Otherwise you have to already know a parent to know when you've actually read
the right parent record.

> 
> It seems essential to me that we avoid parsing entire indices, because
> the size of these indices scales linearly with the length of history.
> 
> I haven't got a clear idea how to do that.  One option would be to sort
> the indices, so that we can bisect into them.  It would help if they had
> fixed-length records.
> 
> But then we couldn't append to indices, and rewriting indices would have
> the same scaling problem.  So perhaps we'd have a series of indices?
> 
> But then how would we know which index held the information for a given
> revision?  Maybe we put a bloom filter in the filenames?

We looked into that, too. Bloom filters work okay when you use 1-byte per key
(1% mark is around 9.6bits, 10% around 4.?? bits). The problem is that with
case sensitivity you don't have 8-bits per byte that you can use. Also, you
have to be careful about filename collision when the filters start to fill up.
(A full filter ends up as 0xFFFFFF, which obviously collides).

Anyway, you end up able to store maybe 100 entries in a reasonable filename
with a 10% error rate. So it is better than nothing, but 100 isn't very much
(considering when you are dealing with 10000 revisions, or even 1M revisions).

You *could* put a decent sized bloom filter at the start of the file (1k is
pretty good, 10k is getting decent all around).

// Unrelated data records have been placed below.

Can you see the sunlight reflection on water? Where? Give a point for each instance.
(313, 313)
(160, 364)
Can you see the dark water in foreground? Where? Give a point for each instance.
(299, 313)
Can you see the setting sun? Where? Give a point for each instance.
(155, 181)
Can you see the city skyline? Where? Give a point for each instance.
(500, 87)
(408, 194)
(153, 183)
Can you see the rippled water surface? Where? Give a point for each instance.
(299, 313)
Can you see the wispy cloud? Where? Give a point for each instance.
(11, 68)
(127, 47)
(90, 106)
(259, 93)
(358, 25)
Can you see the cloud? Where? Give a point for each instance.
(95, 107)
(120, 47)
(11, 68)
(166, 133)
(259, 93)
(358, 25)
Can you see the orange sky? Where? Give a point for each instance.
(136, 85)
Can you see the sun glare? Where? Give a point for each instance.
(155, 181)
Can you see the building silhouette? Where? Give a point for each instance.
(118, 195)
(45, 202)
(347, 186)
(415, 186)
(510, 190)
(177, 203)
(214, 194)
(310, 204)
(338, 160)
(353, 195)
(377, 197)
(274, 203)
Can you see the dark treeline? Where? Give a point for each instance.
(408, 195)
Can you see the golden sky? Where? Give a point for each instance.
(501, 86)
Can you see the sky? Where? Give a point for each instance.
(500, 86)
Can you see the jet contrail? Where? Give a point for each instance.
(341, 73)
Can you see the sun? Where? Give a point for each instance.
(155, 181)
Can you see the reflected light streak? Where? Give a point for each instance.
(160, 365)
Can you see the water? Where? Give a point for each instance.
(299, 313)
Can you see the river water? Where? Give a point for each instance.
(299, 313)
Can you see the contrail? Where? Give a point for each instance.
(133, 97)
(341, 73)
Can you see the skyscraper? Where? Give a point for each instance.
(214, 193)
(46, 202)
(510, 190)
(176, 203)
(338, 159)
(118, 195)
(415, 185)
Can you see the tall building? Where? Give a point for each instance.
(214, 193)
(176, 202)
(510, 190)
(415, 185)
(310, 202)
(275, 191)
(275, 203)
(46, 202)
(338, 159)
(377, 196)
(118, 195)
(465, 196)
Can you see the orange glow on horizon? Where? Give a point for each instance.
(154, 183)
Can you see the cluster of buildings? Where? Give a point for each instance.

But then again, what would you gain if you stored a trie of the revision ids in
the first 10k. It wouldn't be nearly as compact as the bloom filter, but you
would be a long way in knowing *exactly* what revision ids are present.

> 
> I really don't know where this will lead to.  But even if we don't move
> to a blob format for storing revision data, the index problem has to be
> solved.
> 
> Anyone?
> 
> Aaron

I do think we will have an index. I thought we had discussed having it
write-once (so each blob gets its own index, and you don't append to existing
blobs, every so often you combine blobs into a new blob, and write out a new
index).

That has the nice property that you can optimize the index in any way that you
want (bisect, bloom filter, whatever).

It means you may need to read more total indices, but after the combining step,
there are fewer again.

John
=:->
-----BEGIN PGP SIGNATURE-----
Version: GnuPG v1.4.7 (Darwin)
Comment: Using GnuPG with Mozilla - http://enigmail.mozdev.org

iD8DBQFGaKUVJdeBCYSNAAMRAmWrAJ92jF8SL0UVI4ZaHC/puDQ25v3FeQCgv1F+
xj3T5jjfn/jf5DR2BCBXL/s=
=qYax
-----END PGP SIGNATURE-----